OpenStack Pilot Production Rack
As a result of this collaboration StackVelocity and Mirantis have teamed to produce a highly-customizable, scale-ready rack building block that can be used to anchor and build out a complete enterprise or service provider cloud; it’s documented in a white paper that details the OpenStack Pilot Production Rack (OPPR). StackVelocity is a business unit of global contract manufacturer Jabil Circuit, among the largest custom electronics makers in the world, and a supplier both to many name-brand equipment vendors and -- through a series of new initiatives including the StackVelocity unit -- direct to Tier 1 end-users.
The OPPR is intended both as a reference solution and as a product for sale -- in its base configuration, it supports a production pilot workload of about 450 guest instances, expandable to 1100 instances when available rack slots are fully populated. The base configuration (see illustration) tops the rack with a 10GB data switch and 1GB management switch -- a configuration that segregates management and live traffic in a scalable way, while eliminating the need to configure VLANs extending beyond the local rack. Below these are one Fuel node for automated cluster deployment and sanity testing on the rack, and three controller nodes in active/hot standby/standby configuration under HAproxy.
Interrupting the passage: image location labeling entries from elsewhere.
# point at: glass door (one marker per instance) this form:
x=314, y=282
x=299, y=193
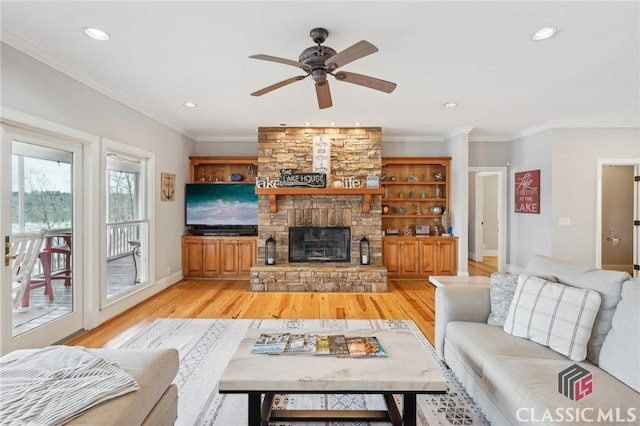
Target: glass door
x=41, y=301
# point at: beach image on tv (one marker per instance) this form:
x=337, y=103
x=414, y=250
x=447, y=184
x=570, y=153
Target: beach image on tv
x=221, y=204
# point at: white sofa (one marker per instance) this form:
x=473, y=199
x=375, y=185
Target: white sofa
x=155, y=403
x=516, y=381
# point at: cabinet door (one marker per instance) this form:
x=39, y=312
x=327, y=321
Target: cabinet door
x=446, y=258
x=247, y=256
x=409, y=257
x=211, y=255
x=391, y=256
x=192, y=257
x=427, y=257
x=228, y=257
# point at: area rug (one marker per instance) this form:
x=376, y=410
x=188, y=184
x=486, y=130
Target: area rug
x=206, y=345
x=24, y=316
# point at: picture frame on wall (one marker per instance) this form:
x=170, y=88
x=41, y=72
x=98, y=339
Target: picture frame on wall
x=527, y=192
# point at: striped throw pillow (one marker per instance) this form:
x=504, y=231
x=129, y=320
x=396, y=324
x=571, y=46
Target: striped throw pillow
x=554, y=315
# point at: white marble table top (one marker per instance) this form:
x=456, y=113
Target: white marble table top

Each controller supports a MySQL instance replicated with Galera, using certification-based replication to permit opportunistic single-node transactions under global coordination that supports transaction rollback, atomicity and order (ACID model). Neutron (again in active/hot standby/standby configuration) L4-L7 networking is also supported here, along with the Ceph storage monitor.
The Ceph system -- occupying the bottom-most five rack spaces in the OPPR base configuration -- manages file system, block and object storage. Availability and data integrity of the underlying object store here is managed by distributing objects over five zones, effectively reproducing the functionality of conventional RAID 5. The configuration permits decentralization of volume storage, so that if, for example, a host compute node fails, instances can be migrated to an available host without network or storage reconfiguration.
Networking in the OPPR is both conceptually simple and sophisticated. Five VLANs (A-E) segregate FUEL network traffic, OpenStack management traffic, storage, public and floating IPs (routable IP space), and the private network. These are mapped to individual physical NICs -- one on the FUEL node, two on the controller nodes (e.g. ,for FUEL and management traffic), three on storage nodes (FUEL, management, storage), and four on compute nodes.
Major components in the OPPR are integrated on 64-bit Ubuntu.
Service and support comes with the OPPR purchase: one year of hardware support (parts and labor) with 8x5 remote assistance and advance replacement is the default option, and help with deployment, extended hardware warranty, onsite replacement and spares inventory and 24x7 support are available. The Mirantis OpenStack Starter Pack, also default, includes support for up to 20 nodes, one year of 8x5 support for software, and Mirantis OpenStack Training, with additional support, training and professional services available.